Interstitial lung disease includes over 200 conditions that scar and inflame the lungs. Researchers estimate around 650,000 people in the U.S. have this kind of lung disease and 50,000 new patients are diagnosed in the U.S. each year with interstitial pulmonary fibrosis (IPF) alone. The main problem with interstitial lung disease is that doctors currently cannot reliably tell inflammation from scarring without invasive diagnostic procedures.
In this Phase II study, presented at the Society of Nuclear Medicine and Molecular Imaging Annual Meeting in Los Angeles, Druin Burch, consultant physician at John Radcliffe Hospital in Oxford, U.K., and colleagues tested whether a radioactive imaging agent, 99mTc-maraciclatide, injected into patients imaged with SPECT-CT could detect inflammation in the lungs.
“The molecular imaging agent 99mTc-maraciclatide binds to αvβ3 integrin, which is upregulated in vascular endothelial cells during angiogenesis, a cardinal feature of inflammation,” explain Burch and colleagues. “The agent has demonstrated diagnostic promise in other inflammatory conditions such as endometriosis.”
Overall, 15 people were scanned as part of the study: five healthy controls, five with IPF, and five with fibrotic hypersensitivity pneumonitis, which involves more active inflammation. The researchers found that those with fibrotic hypersensitivity pneumonitis had nearly double the inflammatory signal on imaging of healthy controls. Patients with IPF were somewhere between these two groups, which might be expected as IPF is known to be more fibrotic than inflammatory.

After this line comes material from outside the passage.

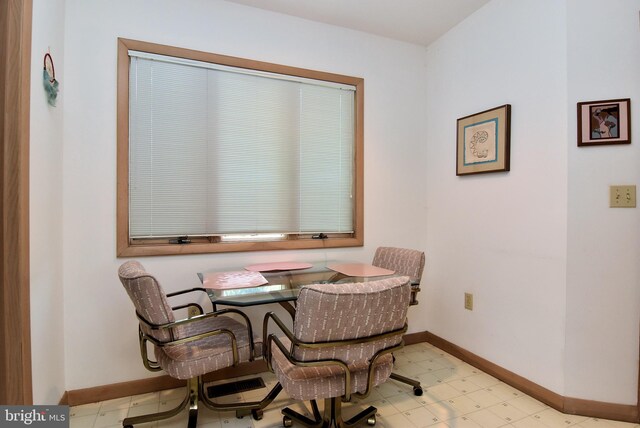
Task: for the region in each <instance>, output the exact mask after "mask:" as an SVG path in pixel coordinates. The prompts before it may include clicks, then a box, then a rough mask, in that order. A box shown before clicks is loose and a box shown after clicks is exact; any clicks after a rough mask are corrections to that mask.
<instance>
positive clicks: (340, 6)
mask: <svg viewBox="0 0 640 428" xmlns="http://www.w3.org/2000/svg"><path fill="white" fill-rule="evenodd" d="M228 1H231V2H233V3H239V4H244V5H247V6H252V7H257V8H260V9H265V10H270V11H273V12H279V13H284V14H287V15H293V16H297V17H299V18H304V19H309V20H312V21H318V22H324V23H326V24H332V25H337V26H340V27H346V28H351V29H354V30H359V31H364V32H367V33H372V34H377V35H379V36H383V37H388V38H392V39H397V40H402V41H405V42H410V43H415V44H419V45H423V46H428V45H429V44H430V43H431V42H433V41H434V40H436V39H437V38H438V37H440V36H441V35H442V34H444V33H446V32H447V31H448V30H449V29H451V28H452V27H454V26H455V25H456V24H458V23H459V22H461V21H462V20H464V19H465V18H466V17H467V16H469V15H471V14H472V13H473V12H475V11H476V10H478V9H480V8H481V7H482V6H483V5H484V4H486V3H488V2H489V0H228Z"/></svg>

“While current imaging techniques can provide a structural view of fibrosis in the lungs, there is no reliable, non-invasive way to identify inflammation,” commented Burch in a press statement. “A tool that could detect inflammation in interstitial lung disease patients could help pinpoint those most likely to respond to anti-inflammatory therapy.”
To reach a wider group of patients a Phase III study is required to test the imaging agent in more people. 99mTc-maraciclatide has FDA Fast Track status for use in patients with interstitial lung disease, so if a larger study is successful it could be available to patients in less than five years.
“Being able to differentiate the fibrotic and inflammation stages of interstitial lung disease is not just beneficial to inform treatment decisions, but also for the development new therapies,” said Burch. “This approach has the potential to unlock a wide range of anti-inflammatory drugs.”